On Monday, John Brennan gave the clearest and most detailed exegesis of the Obama Administration’s doctrine of targeted
killings. Brennan addressed the legal
and ethical justifications for drone strikes, as well as their efficacy. Although the speech in many ways built on
previous speeches delivered by Harold Koh (State), Eric Holder (Justice), Jeh
Johnson (Defense), and Stephen Preston (CIA), I noticed some changes in
emphasis that are worth exploring.
As a first point, Brennan made a point of explaining
what the IHL requirement of “military necessity” means – in particular “the
requirement that the target have definite military value.” It seems to me that this classical definition
of military necessity is often overlooked by international lawyers. The confusion stems from the fact that the
concept of necessity exists in almost every legal regime, but it operates
differently in each context. Necessity
in criminal law means something different than necessity in the Law of Armed
Conflict. In the former, it means
something like “no other alternative” or “least restrictive means,” but in the
latter it means that there is a military rationale (i.e. an expected military
advantage to be gained) for the attack.
That technical meaning for military necessity goes back at least as far
as Francis Lieber.
Second, Brennan said that the US was aware of the
fact that its legal arguments in this context would establish precedents –
presumably under customary law – and that the US was cognizant of the fact that
our adversaries would then be following these rules in their deployment of drones
against us. This showed some sensitivity
to what Jeremy Waldron, in the recent TK volume published by OUP, has called a
“neutral principle.”
Third, Brennan’s general discussion of capture (if
feasible) was couched as a policy preference,
not an obligation under international law.

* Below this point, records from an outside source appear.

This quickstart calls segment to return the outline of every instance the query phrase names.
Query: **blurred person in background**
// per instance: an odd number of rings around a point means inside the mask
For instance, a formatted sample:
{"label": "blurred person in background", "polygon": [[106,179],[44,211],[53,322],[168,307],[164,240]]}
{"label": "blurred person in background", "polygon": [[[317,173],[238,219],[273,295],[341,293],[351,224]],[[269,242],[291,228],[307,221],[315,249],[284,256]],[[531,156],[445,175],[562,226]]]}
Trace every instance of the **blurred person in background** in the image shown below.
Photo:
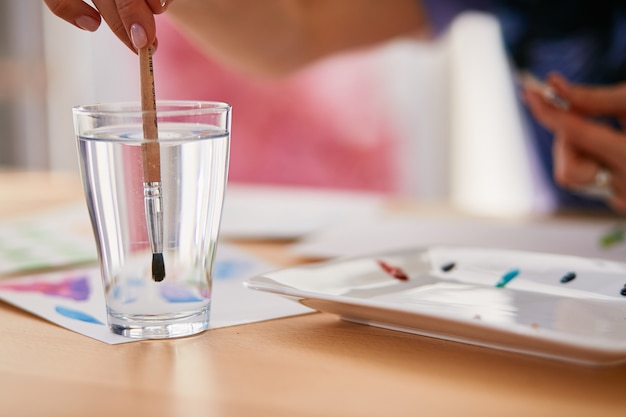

He was clear that there is no obligation under international law to
attempt capture first (a bit of a contentious point with some human rights
lawyers). I think there was some
confusion on this point after Holder’s speech at Northwestern, where Holder
discussed the duty to capture. If I understood
Brennan correctly, the duty to capture (if feasible) only applies to citizens,
like Anwar al-Awlaki, though he neither identified the source of this
requirement nor did he explicitly state that the duty to capture applies as a Constitutional
matter to citizens. But presumably it is
a constitutional norm stemming from Tennessee v. Garner and its progeny. And
presumably the requirement only applies outside of a traditional hot
battlefield. For my part, I wish he had
been more explicit on these points.
As a final point, Brennan’s account of what
constitutes a significant threat, and implicitly whether it is an imminent
threat or not, was more convincing than what Holder said. Brennan distinguished between hypothetical
threats and actual threats – and excluded situations including “the mere
possibility that a member of al-Qa’ida might try to attack us at some point in
the future.” To my ear, that sounds
narrower and more convincing than Holder’s account, which emphasized (and maybe
even over-emphasized) the use of force in its preemptive and preventive forms,
both of which are controversial under international law.